Nous alertions sur les conséquences économiques qui n’allaient pas manquer de se manifester par un retard de notre agriculture sur le marché mondial alors même que notre pays figurait jusqu’alors parmi les plus compétitifs en ce domaine.

Nous n’avons depuis lors guère été démentis par les faits (ni les actes). L’invocation du principe de précaution, inscrit depuis 2005 dans le préambule de la Constitution, n’a fait qu’amplifier le phénomène.

Importance économique

Le 14 mai, la cour d’appel de Colmar a accordé en appel le bénéfice de la relaxe à 54 vandales, responsables, en 2010, de la destruction d’une vigne OGM expérimentale mise au point par un organisme de recherche public.

L’objectif de cette expérimentation est pourtant suffisamment clair pour la légitimer.
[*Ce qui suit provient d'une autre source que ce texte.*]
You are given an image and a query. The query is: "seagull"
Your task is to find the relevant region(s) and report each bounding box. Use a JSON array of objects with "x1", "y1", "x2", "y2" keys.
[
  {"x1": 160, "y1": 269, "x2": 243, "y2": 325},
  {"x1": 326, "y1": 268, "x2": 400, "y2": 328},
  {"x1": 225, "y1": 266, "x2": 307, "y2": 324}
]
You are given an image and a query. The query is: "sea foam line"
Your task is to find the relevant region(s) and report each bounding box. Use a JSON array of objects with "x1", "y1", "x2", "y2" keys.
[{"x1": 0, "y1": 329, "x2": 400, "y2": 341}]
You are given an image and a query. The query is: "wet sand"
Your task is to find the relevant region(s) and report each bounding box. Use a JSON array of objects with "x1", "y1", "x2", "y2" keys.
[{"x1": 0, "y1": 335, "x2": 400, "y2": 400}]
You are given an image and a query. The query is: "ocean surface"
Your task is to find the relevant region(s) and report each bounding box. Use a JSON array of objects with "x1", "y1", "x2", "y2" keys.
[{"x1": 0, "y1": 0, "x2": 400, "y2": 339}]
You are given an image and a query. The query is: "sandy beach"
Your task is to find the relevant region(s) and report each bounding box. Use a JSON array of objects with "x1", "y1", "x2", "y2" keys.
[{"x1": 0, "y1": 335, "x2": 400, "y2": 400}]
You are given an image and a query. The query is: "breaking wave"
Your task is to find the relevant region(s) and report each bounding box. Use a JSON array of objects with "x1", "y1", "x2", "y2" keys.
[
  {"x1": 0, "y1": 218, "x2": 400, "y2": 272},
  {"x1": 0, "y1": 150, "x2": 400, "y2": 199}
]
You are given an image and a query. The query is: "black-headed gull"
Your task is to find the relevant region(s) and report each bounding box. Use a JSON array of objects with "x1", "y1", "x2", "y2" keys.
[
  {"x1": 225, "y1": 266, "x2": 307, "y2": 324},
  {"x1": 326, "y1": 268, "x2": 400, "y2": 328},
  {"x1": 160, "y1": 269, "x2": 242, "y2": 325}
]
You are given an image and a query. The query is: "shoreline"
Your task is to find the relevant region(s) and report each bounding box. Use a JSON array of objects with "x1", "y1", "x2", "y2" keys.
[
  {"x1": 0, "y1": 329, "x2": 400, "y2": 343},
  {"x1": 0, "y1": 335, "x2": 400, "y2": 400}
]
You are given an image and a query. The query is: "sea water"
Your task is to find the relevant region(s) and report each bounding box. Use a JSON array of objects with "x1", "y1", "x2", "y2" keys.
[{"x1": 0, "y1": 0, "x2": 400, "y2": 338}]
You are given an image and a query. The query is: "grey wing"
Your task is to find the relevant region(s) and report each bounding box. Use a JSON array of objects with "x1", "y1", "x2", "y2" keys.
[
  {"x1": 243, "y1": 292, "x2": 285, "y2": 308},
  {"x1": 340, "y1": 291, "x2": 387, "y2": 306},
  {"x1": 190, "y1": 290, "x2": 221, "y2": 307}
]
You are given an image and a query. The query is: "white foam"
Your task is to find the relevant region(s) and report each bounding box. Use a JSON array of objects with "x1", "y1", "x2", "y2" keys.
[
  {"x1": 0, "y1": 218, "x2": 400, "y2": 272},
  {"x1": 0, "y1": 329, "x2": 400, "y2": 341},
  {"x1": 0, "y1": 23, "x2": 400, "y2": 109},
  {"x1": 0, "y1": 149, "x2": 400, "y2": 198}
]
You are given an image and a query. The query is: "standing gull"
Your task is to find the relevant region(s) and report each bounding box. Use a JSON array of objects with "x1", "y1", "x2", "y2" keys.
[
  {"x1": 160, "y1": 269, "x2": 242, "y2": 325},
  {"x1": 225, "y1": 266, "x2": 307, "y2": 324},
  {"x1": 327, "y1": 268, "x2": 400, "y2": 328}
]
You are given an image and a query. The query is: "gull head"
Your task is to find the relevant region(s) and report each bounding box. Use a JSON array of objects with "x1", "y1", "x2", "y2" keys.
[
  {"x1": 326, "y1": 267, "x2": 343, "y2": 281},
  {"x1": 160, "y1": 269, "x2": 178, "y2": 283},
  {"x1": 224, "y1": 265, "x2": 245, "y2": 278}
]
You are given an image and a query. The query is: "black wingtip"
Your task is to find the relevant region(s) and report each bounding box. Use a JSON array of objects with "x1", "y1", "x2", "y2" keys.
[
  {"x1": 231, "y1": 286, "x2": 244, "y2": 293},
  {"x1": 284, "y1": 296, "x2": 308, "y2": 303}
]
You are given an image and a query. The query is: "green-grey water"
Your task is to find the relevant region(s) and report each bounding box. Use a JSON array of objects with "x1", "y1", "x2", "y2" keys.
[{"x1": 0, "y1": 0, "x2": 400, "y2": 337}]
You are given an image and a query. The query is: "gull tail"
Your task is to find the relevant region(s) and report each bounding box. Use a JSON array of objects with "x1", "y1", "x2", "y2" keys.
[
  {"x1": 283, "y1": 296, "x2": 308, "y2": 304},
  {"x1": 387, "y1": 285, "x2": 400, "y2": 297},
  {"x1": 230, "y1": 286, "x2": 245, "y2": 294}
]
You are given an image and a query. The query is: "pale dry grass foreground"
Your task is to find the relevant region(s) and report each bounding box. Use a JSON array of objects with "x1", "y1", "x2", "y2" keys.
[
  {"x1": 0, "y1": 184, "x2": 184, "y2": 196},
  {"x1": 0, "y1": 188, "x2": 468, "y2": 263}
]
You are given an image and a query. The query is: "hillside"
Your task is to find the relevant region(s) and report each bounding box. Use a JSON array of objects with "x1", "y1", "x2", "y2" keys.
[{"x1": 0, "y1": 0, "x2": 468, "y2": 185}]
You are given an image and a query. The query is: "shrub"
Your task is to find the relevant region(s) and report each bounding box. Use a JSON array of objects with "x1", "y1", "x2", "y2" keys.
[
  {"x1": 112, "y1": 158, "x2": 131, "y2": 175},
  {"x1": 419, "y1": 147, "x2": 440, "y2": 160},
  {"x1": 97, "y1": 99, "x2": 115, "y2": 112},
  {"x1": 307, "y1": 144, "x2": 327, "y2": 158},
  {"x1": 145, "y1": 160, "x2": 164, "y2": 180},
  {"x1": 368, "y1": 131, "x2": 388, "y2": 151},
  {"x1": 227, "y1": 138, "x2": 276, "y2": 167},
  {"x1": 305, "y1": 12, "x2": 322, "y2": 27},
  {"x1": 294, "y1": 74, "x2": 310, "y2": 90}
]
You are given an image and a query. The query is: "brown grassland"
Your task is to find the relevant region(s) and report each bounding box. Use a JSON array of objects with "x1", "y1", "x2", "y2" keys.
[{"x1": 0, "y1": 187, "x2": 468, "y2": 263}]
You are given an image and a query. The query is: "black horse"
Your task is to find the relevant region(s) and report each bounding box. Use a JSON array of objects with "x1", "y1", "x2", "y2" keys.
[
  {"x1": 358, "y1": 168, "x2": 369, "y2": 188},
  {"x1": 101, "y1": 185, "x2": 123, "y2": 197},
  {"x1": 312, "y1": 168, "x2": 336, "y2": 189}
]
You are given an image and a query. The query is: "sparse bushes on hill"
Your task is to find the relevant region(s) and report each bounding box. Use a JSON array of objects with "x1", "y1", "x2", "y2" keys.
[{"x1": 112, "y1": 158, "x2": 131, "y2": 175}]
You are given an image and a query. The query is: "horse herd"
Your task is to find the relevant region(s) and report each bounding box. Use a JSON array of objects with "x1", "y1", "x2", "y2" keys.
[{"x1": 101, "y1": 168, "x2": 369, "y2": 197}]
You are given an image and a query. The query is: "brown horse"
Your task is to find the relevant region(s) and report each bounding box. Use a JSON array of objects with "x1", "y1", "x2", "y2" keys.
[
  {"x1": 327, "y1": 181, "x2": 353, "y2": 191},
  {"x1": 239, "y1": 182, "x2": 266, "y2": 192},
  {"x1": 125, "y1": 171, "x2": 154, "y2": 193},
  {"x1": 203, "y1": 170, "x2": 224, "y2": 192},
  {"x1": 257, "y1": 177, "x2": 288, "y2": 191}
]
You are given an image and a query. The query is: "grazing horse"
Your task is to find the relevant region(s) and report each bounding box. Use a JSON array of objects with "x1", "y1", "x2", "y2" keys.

Il s’agit de contrecarrer l’œuvre destructrice des nématodes, ces vers microscopiques qui dévastent nos vignes ; un marché de 7,8 milliards d’euros à l’export l’année dernière !

La question de l’indépendance

Douze institutions de recherche parmi les plus importantes de notre pays ont rejoint l’Institut national de la recherche agronomique (INRA) pour protester cette fois-ci avec véhémence contre l’attaque subie.

Les vandales les narguent en mettant en doute la qualité de ces recherches. Pire, ils considèrent que les experts appelés à la barre ne sont pas indépendants. Au-delà du cas très français des OGM, le débat sur cette « indépendance » fait rage. C’est la grande question du financement de la recherche qui est en cause.

L’argumentation s’est déplacée et radicalisée au fil des années. Peu importe que la recherche soit publique, dès lors qu’y concourent directement ou indirectement des fonds privés, toute recherche « officielle » se trouve réputée contraire aux intérêts des citoyens. Lesquels, faute d’un rapport d’harmonie avec la nature, seraient la proie d’un malaise civilisationnel.

Banalisation de l’hostilité au progrès

Voilà un type de raisonnement qui porte l’écho des commencements sanglants de la République. N’oublions pas Lavoisier, Condorcet et les autres savants guillotinés sous la Terreur. Un certain ton de supériorité et d’arrogance se fait à nouveau entendre.

Désormais, les agitateurs politiques se présentent comme les porte-parole légitimes d’un peuple seul apte à juger de la valeur de la science. Ils brandissent OGM, nanoparticules, radiations... pour soulever l’épouvante. Ils nous suggèrent que ni les uns ni les autres, au fond, nous ne pouvons plus avoir confiance dans le système technoscientifique.

Le pacte républicain, celui des Lumières, est en train de se défaire. Les discours de franche hostilité au progrès se banalisent. C’est la liberté de la recherche qui est d’abord en cause. Et la liberté elle-même, première des « valeurs de la République », qu’il faut défendre contre l’obscurantisme vert.

Quinze ans de sabotage de la recherche en biotechnologies. Laissons travailler les chercheurs français !

« [...] L’Association Française pour l’Information Scientifique (AFIS) fait sienne la réprobation voire la colère de la communauté scientifique face à ces agissements visant, sous couvert de « citoyenneté », à anéantir les travaux des chercheurs pour des raisons politiques. Elle salue et soutient sans réserve la tribune publiée par les douze présidents et présidentes des organismes de la recherche publique française et d’universités [...].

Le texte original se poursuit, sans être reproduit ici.